The results of these mathematical marginal simulations were compatible with increased SatO₂ and DO₂ when the Hb levels were higher. Other bedside physiological variables interacted with the relationship between Hb level and SatO₂; hence, our findings reflect that for a fixed Hb level, a higher VO₂, higher CO, and lower ECMO blood flow were associated with more severe hypoxemia.

The mechanism of such Hb impact on SatO₂ is a matter of oxygen content. For the same VO₂, CO, and ECMO blood flow, a higher Hb level provides a higher arterial oxygen content; therefore, the residual venous oxygen content will also be increased, resulting in a higher venous oxygen saturation and consequently a higher SatO₂ after oxygenation through the native and artificial lungs.
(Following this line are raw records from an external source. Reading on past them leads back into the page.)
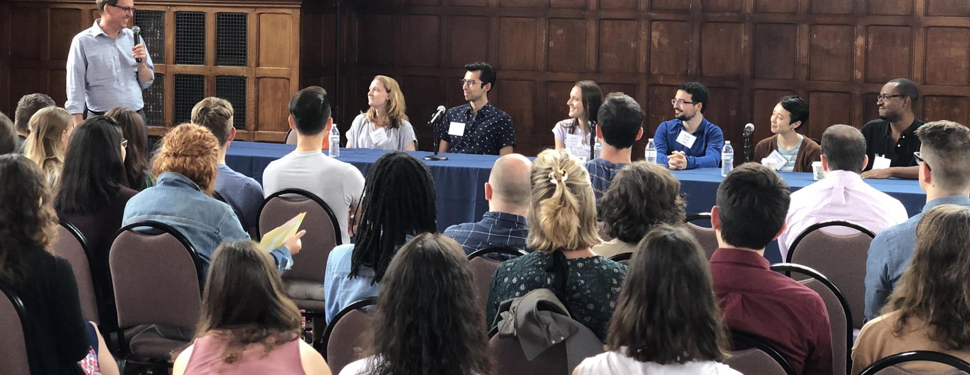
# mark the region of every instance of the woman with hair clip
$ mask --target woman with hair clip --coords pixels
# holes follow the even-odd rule
[[[585,161],[590,157],[590,128],[597,123],[597,112],[603,103],[599,85],[592,80],[580,80],[569,91],[569,118],[556,123],[556,149],[566,149]]]
[[[916,250],[883,315],[862,327],[852,351],[853,374],[900,352],[942,352],[970,361],[970,207],[943,204],[920,219]],[[908,371],[948,371],[913,361]]]
[[[23,145],[23,155],[41,168],[50,192],[56,193],[74,119],[62,108],[48,107],[30,116],[28,126],[30,136]]]
[[[300,339],[300,310],[266,250],[253,241],[223,242],[212,256],[192,345],[173,375],[329,375],[313,347]]]
[[[327,258],[323,290],[328,324],[350,303],[377,296],[387,265],[410,236],[437,233],[431,171],[406,153],[386,153],[374,162],[362,201],[357,243],[337,246]]]
[[[404,95],[398,81],[377,76],[367,93],[367,112],[354,118],[347,131],[347,148],[381,148],[414,151],[417,138],[404,114]]]
[[[662,224],[637,245],[609,325],[606,352],[574,375],[737,374],[707,259],[694,235]]]
[[[545,150],[533,162],[532,181],[526,244],[535,251],[505,261],[492,275],[485,321],[495,325],[500,302],[545,288],[605,340],[627,266],[591,250],[601,239],[590,175],[566,150]]]
[[[471,290],[470,266],[458,242],[436,234],[414,237],[380,284],[367,333],[369,357],[340,375],[491,373],[488,337]]]
[[[138,191],[155,186],[155,178],[151,175],[146,156],[147,136],[142,115],[121,107],[109,110],[105,115],[117,121],[121,126],[121,137],[128,140],[124,160],[126,185]]]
The reported relationships are not intended to have a predictive role in clinical circumstances, since the model was constructed to reflect associations between the studied variables in a hypothetical steady state. Despite these limitations, our findings reflect important physiological concepts that can be incorporated into the rationale of managing severely hypoxemic patients on VV-ECMO support.

Among patients undergoing ECMO support, extremely hypoxemic circumstances are not an uncommon scenario, and intensivists may need to accept very low SatO₂ levels. In such cases, higher Hb thresholds could be used to allow adequacy between VO₂ and DO₂. Additionally, our mathematical model can improve the understanding of the reasoning behind findings of very low SatO₂ and satisfactory clinical outcomes in clinical practice.⁽³⁾ However, it remains fundamental to emphasize the possible deleterious effects of severe hypoxemia with the installation of pulmonary hypertension and right ventricular dysfunction, in addition to long-term cognitive effects.

In conclusion, higher levels of Hb are associated with increased DO₂ and SatO₂. This association is modulated, at least, by the cardiac output , systemic VO₂, and ECMO blood flow.